Just Harvest works to build an accessible and fair system where people can meet their basic needs. Our primary focus is hunger, but hunger intersects with housing, health, transportation and other needs – if one isn’t met often other needs aren’t met.

Since General Assistance started back up, I’ve had the opportunity to meet face to face with some folks who have needed help applying. I’m going to share a little bit about their stories to show how targeted and specific this program is towards the most vulnerable Pennsylvanians.

The majority of folks receiving assistance have a short-term or permanent disability. This is because in order to receive GA not only does your income have to be less than $200 and your savings be less than $250, you also have to prove that you are in a category that is not expected to be able to work.

The people I’ve met with have: still suffer from PTSD after surviving years of domestic violence, depression, anxiety so crippling that the pace of fast food work triggers panic attacks, arthritis, compressed discs, and heart complications.

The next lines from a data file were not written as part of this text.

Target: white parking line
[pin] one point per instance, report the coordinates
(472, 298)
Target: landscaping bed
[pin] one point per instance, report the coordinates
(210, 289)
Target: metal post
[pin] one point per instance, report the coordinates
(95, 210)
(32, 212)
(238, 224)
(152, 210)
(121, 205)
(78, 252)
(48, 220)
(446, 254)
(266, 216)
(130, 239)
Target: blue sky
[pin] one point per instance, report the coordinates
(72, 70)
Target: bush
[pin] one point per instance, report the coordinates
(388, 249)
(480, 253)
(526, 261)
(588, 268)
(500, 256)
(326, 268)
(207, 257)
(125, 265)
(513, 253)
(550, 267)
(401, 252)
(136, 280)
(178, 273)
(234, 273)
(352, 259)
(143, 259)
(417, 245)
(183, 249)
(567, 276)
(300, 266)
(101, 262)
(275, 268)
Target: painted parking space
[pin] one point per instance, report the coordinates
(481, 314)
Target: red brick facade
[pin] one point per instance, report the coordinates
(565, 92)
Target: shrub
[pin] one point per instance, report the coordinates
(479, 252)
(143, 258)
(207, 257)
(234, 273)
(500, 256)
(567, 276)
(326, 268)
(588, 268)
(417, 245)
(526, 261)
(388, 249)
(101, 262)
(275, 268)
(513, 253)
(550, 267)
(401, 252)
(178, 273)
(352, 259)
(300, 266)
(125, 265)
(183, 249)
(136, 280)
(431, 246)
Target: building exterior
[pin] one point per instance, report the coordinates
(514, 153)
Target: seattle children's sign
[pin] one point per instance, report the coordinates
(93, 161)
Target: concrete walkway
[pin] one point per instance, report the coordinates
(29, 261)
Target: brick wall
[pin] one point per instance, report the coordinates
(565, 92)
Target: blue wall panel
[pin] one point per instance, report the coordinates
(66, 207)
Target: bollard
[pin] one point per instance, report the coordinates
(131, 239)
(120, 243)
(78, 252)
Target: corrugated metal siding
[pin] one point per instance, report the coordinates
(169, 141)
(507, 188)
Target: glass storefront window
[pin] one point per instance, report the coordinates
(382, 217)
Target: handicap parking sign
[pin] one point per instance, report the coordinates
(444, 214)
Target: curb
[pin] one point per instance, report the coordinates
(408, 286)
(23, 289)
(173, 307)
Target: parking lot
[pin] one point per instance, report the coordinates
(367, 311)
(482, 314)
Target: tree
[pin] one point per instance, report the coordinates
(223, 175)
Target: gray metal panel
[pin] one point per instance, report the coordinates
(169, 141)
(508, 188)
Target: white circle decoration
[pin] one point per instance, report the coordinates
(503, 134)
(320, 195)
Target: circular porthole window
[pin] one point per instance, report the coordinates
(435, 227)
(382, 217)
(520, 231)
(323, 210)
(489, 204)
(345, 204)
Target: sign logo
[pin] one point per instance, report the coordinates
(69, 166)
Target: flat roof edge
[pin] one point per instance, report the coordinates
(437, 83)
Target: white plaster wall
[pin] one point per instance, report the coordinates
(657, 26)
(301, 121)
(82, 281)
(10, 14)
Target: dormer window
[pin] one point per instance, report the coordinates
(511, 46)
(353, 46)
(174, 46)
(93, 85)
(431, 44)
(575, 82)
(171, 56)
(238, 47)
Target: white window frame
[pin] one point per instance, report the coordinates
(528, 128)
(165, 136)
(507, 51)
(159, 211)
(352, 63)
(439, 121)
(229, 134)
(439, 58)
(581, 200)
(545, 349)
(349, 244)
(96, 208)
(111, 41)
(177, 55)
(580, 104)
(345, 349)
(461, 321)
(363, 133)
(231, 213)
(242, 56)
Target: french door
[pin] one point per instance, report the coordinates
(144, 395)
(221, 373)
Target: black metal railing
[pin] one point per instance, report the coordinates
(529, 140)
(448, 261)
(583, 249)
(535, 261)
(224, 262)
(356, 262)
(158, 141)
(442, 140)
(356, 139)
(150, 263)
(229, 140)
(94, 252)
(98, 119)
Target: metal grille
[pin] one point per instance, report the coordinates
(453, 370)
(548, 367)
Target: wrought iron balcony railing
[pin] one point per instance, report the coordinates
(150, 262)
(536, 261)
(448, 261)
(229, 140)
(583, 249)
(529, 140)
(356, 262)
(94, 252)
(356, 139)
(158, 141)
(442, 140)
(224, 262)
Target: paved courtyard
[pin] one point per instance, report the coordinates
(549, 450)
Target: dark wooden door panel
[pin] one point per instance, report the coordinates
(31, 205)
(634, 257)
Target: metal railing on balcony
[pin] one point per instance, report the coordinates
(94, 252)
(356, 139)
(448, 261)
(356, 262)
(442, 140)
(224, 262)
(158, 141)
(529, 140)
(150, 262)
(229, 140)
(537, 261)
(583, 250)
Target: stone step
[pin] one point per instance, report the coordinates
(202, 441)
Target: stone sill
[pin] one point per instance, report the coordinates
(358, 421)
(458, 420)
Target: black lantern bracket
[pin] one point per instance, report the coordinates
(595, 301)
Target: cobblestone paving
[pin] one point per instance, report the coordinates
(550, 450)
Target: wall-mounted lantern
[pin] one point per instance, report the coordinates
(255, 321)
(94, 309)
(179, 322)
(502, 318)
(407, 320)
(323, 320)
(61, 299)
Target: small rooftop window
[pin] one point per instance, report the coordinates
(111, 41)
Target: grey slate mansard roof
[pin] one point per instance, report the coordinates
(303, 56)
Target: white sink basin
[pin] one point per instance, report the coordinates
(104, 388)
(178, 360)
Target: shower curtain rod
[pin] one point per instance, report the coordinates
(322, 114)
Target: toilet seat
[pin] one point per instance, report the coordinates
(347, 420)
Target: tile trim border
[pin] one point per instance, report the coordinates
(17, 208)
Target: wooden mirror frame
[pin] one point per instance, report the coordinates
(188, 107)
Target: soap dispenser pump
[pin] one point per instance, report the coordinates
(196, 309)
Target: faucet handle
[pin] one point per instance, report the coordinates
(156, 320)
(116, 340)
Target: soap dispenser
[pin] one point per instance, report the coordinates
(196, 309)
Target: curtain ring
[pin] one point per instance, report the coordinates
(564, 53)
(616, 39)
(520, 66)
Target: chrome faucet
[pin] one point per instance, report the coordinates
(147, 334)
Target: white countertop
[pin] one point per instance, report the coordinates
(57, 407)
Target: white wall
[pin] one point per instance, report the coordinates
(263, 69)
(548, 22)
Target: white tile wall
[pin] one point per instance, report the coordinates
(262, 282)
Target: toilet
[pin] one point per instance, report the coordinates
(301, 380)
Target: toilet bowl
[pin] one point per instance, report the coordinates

These aren’t folks who are just experiencing a small bit of bad luck, they are weathering some of life’s toughest storms.

One woman I spoke with was so happy about GA coming back so that she would have money for bus fare to go to treatment. She had been fighting a cold for about a month and couldn’t go to treatment because she couldn’t make the 2, 3 mile trek up Forbes Ave to her appointments in the rain.

Another woman I spoke with has a seizure disorder. She was trying for the 3rd time to apply for SSI. Between her condition and lack of access to transportation, she was unable to go to appointments and provide documents and had been unsuccessful. She mentioned that she had received General Assistance before, and she remembered when they stopped it. I asked her, what have you been doing to get by in the six years since it ended? And she said she had been on and off the street in and out of shelters, for six years.

General Assistance isn’t a lot of money, it’s only $200 a month. But it’s a bus pass, toiletries, just enough to access county housing or pay friend to stay on their couch without putting them out. It’s a trip to the laundromat, a hair cut. It’s not much, but it’s some stability and some dignity in a difficult time.

Lastly, GA fills a large gap in our social services. We don’t have another short-term disability program or paid medical leave. We don’t have another program that supports victims of domestic violence who don’t have children, but still flee with nothing. We don’t have a program that supports neighbors and friends who help care for children, keeping them out of foster care, when their parents may be incarcerated or in rehab. GA fills the gap in housing programs, in transportation programs.

If someone needs shoes or deodorant or feminine hygiene products, they should be able to fully participate in society and go to the store and pick what they want that meets their budget. If they need coins for laundry machines, they shouldn’t have to apply for a special laundry voucher.

Ending general assistance will strip people of the dignity of personal choice.

General Assistance is small, but it’s a critical lifeline for people who are weathering some of the worst of life’s storms. In all budgets, but especially a budget season where we hear the words surplus and talk of putting cash in the Rainy Day Fund- we have to remember that it’s still raining for a lot of Pennsylvanians. We have to fully fund General Assistance.